Investment services programs are gaining ground at banks and credit unions.
In 2012, nearly 27% of commercial banks offered investment services, marking the first increase since 2001, a new report from Kehrer Saltzman & Associates has found.
For years, the percentage of all U.S. banks selling investments hovered just under 25%, Kenneth Kehrer, a principal of Kehrer Saltzman, said in a statement.
The revenue generated from investment services programs also increased, rising 17% in 2012 year-over-year. Banks and credit unions with their own broker-dealers saw an even bigger revenue jump of more than 19%. Those that partner with third-party marketers, in contrast, grew just 8%.
Advisor productivity also got a boost, increasing almost 3% in 2012. The average annual gross production in institutions that work with third-party marketers was up 5.2%, while the productivity gain in banks with in-house broker-dealers was only 2.1%.
Not all was good news. The bank channel continues to experience a thinning out of the advisor sales force relative to the institutions opportunity. The typical bank needs to more than double the number of advisors it deploys to take advantage of the opportunity present in its client base, according to the report.

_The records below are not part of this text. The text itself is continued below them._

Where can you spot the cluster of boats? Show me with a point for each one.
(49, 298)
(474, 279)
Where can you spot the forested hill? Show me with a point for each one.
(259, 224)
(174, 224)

Banks that outsource their broker-dealer had one advisor for every $320 million in consumer deposits, Kehrer said. That figure represents less than half the coverage ratio that Kehrer Saltzman research has found to be best industry practice.
The annual report draws on the firms Annual TPM Survey, other industry data, and the firms proprietary consumer research. It is sponsored by INVEST Financial Corp.